I just read that the American political writer, Richard Reeves, died on Wednesday. He was 83 and I hate to admit it but, when I first heard he had died, my initial assumption was that he had died due to COVID-19. According to the New York Times, the cause of death was cardiac arrest and Reeves was also in the process of recovering from a battle with cancer at the time of his death. (So, in other words, my initial assumption was incorrect.)
Reeves was a predictably liberal columnist and, during the twilight of his career, he made the same mistake that a lot of veteran political writers did by refusing to hold Barack Obama to the same standard to which he held previous presidents.
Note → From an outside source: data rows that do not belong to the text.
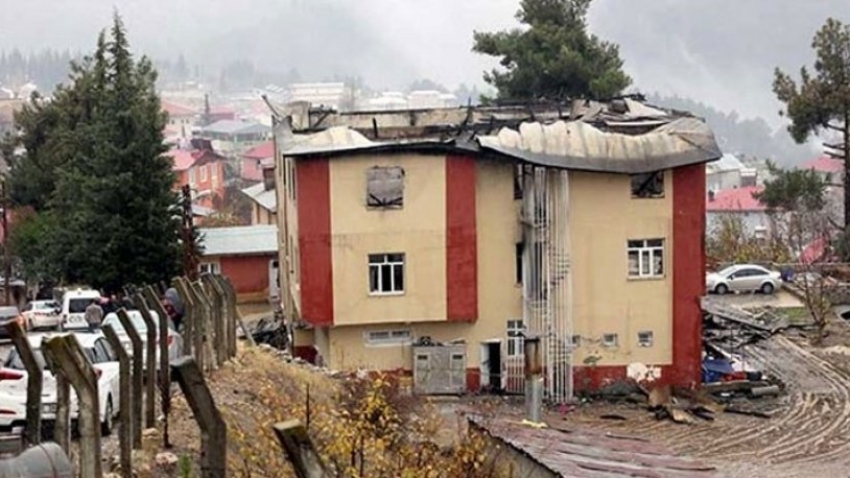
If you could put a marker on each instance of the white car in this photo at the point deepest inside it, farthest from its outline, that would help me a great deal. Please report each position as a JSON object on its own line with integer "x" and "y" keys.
{"x": 13, "y": 384}
{"x": 74, "y": 303}
{"x": 743, "y": 278}
{"x": 175, "y": 340}
{"x": 42, "y": 314}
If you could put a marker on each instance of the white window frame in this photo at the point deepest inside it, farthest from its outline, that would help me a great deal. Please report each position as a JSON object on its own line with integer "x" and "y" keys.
{"x": 516, "y": 338}
{"x": 376, "y": 264}
{"x": 388, "y": 337}
{"x": 650, "y": 258}
{"x": 211, "y": 267}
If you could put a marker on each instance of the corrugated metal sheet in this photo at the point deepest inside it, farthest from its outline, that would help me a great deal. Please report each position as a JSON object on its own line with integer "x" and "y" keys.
{"x": 265, "y": 198}
{"x": 241, "y": 240}
{"x": 591, "y": 454}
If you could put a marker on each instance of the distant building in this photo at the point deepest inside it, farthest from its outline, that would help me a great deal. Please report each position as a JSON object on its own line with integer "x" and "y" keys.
{"x": 245, "y": 254}
{"x": 740, "y": 203}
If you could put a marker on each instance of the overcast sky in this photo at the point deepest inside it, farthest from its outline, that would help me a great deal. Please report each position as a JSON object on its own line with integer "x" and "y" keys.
{"x": 721, "y": 52}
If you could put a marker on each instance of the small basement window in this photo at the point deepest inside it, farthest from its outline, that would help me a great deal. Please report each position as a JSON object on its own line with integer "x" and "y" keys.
{"x": 648, "y": 185}
{"x": 385, "y": 187}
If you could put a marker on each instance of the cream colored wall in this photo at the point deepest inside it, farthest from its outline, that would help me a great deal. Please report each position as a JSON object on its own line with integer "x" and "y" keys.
{"x": 418, "y": 230}
{"x": 603, "y": 218}
{"x": 499, "y": 297}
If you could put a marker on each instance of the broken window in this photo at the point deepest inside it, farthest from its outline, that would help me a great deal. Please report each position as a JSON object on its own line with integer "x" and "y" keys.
{"x": 646, "y": 258}
{"x": 516, "y": 329}
{"x": 386, "y": 274}
{"x": 648, "y": 185}
{"x": 385, "y": 187}
{"x": 645, "y": 338}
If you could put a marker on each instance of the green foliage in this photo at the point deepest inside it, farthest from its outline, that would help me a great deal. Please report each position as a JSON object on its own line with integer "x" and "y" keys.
{"x": 554, "y": 58}
{"x": 793, "y": 190}
{"x": 94, "y": 164}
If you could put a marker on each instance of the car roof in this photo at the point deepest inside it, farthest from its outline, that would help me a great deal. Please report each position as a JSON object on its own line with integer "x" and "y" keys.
{"x": 86, "y": 339}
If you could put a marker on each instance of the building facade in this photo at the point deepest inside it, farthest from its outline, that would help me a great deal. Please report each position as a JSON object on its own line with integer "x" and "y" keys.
{"x": 385, "y": 248}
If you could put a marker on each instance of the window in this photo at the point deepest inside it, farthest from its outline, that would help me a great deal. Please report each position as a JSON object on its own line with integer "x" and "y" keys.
{"x": 209, "y": 267}
{"x": 648, "y": 185}
{"x": 520, "y": 247}
{"x": 386, "y": 274}
{"x": 387, "y": 337}
{"x": 516, "y": 330}
{"x": 609, "y": 340}
{"x": 385, "y": 187}
{"x": 646, "y": 258}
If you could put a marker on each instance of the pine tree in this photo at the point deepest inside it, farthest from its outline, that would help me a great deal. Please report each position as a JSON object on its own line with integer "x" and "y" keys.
{"x": 107, "y": 184}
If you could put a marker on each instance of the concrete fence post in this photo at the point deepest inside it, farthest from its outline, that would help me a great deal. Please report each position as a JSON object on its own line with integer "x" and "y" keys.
{"x": 150, "y": 360}
{"x": 32, "y": 430}
{"x": 189, "y": 315}
{"x": 202, "y": 350}
{"x": 219, "y": 317}
{"x": 138, "y": 372}
{"x": 213, "y": 429}
{"x": 125, "y": 400}
{"x": 72, "y": 362}
{"x": 299, "y": 448}
{"x": 164, "y": 372}
{"x": 62, "y": 426}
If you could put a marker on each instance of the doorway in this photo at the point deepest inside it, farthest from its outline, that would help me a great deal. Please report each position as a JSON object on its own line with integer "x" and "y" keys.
{"x": 491, "y": 367}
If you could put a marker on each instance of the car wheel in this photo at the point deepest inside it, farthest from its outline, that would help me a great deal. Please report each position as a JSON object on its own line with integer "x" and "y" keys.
{"x": 106, "y": 426}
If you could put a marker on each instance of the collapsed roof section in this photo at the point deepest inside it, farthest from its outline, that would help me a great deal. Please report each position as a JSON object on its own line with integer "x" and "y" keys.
{"x": 623, "y": 136}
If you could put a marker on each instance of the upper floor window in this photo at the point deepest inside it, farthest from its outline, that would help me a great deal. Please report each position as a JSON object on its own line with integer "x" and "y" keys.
{"x": 648, "y": 185}
{"x": 386, "y": 274}
{"x": 646, "y": 258}
{"x": 385, "y": 187}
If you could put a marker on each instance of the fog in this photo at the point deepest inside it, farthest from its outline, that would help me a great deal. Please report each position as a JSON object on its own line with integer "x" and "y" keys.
{"x": 721, "y": 52}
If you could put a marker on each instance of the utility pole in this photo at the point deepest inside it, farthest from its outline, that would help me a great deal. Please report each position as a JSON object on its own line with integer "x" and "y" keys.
{"x": 190, "y": 259}
{"x": 7, "y": 262}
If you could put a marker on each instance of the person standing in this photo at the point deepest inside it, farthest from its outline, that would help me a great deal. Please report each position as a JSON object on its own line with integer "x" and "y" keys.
{"x": 94, "y": 315}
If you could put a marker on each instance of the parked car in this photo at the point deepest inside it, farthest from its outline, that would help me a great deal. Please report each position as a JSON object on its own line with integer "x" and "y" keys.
{"x": 175, "y": 340}
{"x": 42, "y": 314}
{"x": 743, "y": 278}
{"x": 13, "y": 384}
{"x": 8, "y": 313}
{"x": 74, "y": 303}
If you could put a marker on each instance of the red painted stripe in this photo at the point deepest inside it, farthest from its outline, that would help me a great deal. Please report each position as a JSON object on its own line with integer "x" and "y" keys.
{"x": 461, "y": 242}
{"x": 688, "y": 273}
{"x": 314, "y": 241}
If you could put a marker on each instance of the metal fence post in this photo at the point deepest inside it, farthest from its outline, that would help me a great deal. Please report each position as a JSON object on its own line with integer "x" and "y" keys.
{"x": 32, "y": 431}
{"x": 125, "y": 399}
{"x": 72, "y": 361}
{"x": 150, "y": 360}
{"x": 138, "y": 372}
{"x": 213, "y": 429}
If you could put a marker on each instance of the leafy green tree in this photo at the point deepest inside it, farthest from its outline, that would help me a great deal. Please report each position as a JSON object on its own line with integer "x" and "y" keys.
{"x": 104, "y": 179}
{"x": 555, "y": 57}
{"x": 821, "y": 101}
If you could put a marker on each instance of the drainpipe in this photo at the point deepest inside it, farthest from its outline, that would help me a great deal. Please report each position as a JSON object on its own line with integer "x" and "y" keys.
{"x": 533, "y": 379}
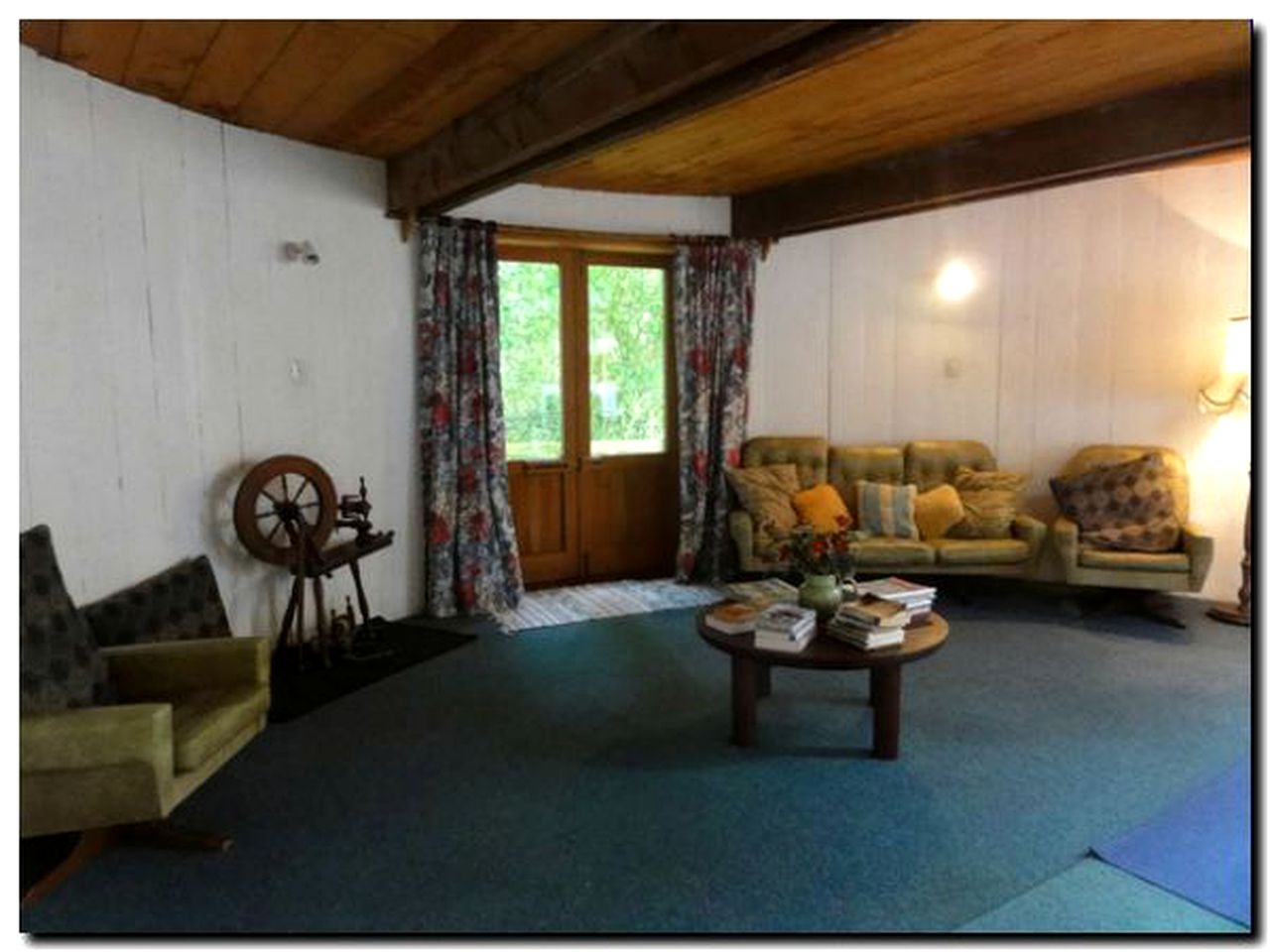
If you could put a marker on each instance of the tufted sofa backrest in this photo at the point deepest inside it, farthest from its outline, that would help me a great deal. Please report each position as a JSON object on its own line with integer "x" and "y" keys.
{"x": 181, "y": 602}
{"x": 876, "y": 463}
{"x": 1112, "y": 454}
{"x": 808, "y": 453}
{"x": 929, "y": 462}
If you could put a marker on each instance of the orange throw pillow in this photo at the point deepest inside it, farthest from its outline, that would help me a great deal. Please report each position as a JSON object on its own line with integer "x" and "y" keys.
{"x": 822, "y": 508}
{"x": 937, "y": 511}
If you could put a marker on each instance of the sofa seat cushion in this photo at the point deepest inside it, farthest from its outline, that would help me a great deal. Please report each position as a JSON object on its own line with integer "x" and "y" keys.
{"x": 979, "y": 551}
{"x": 1092, "y": 557}
{"x": 892, "y": 551}
{"x": 203, "y": 721}
{"x": 766, "y": 494}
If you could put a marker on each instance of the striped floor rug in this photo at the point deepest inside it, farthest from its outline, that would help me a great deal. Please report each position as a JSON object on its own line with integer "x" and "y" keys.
{"x": 604, "y": 599}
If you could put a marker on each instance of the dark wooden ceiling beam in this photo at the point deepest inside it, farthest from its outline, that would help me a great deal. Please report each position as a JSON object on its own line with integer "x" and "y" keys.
{"x": 1135, "y": 132}
{"x": 631, "y": 77}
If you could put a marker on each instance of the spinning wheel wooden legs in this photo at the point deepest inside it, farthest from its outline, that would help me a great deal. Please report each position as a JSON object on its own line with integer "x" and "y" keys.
{"x": 295, "y": 615}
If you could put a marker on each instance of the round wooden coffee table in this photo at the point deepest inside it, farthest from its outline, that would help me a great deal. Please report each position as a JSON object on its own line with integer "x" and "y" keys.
{"x": 752, "y": 674}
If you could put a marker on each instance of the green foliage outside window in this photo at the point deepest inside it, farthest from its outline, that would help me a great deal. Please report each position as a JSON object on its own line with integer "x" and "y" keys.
{"x": 626, "y": 311}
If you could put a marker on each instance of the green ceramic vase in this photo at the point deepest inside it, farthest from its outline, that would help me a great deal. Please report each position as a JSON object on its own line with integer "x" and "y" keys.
{"x": 822, "y": 593}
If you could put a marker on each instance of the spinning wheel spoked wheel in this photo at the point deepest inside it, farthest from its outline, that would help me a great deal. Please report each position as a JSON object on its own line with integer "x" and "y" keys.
{"x": 281, "y": 500}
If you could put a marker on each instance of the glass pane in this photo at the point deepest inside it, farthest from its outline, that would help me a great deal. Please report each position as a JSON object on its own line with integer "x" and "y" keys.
{"x": 529, "y": 301}
{"x": 627, "y": 359}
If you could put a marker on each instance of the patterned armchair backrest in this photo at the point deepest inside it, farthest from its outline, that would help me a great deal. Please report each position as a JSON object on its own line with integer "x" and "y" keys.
{"x": 876, "y": 463}
{"x": 181, "y": 602}
{"x": 808, "y": 453}
{"x": 1115, "y": 453}
{"x": 929, "y": 462}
However, Reeves’s political books from the 70s are among the best ever written. A Ford, Not A Lincoln and Old Faces of 1976 provide an acidic look at American politics in the years immediately after Watergate.
Convention, which Reeves wrote about the 1976 Democratic convention, is one of my favorite political books of all time. By following several different people, including Ohio’s Lt. Gov. Richard Celeste and 17 year-old delegate Clare Smith, over the course of the convention, Reeves paints a portrait of democracy at both its worse and its best. While Celeste plots his future presidential campaign and Clare tries to track down Hunter S. Thompson, candidates like Jimmy Carter, Mo Udall, and Jerry Brown shape the future of the nation.
With Reeves’s passing, I may just have to find my copy of Convention and give it another read.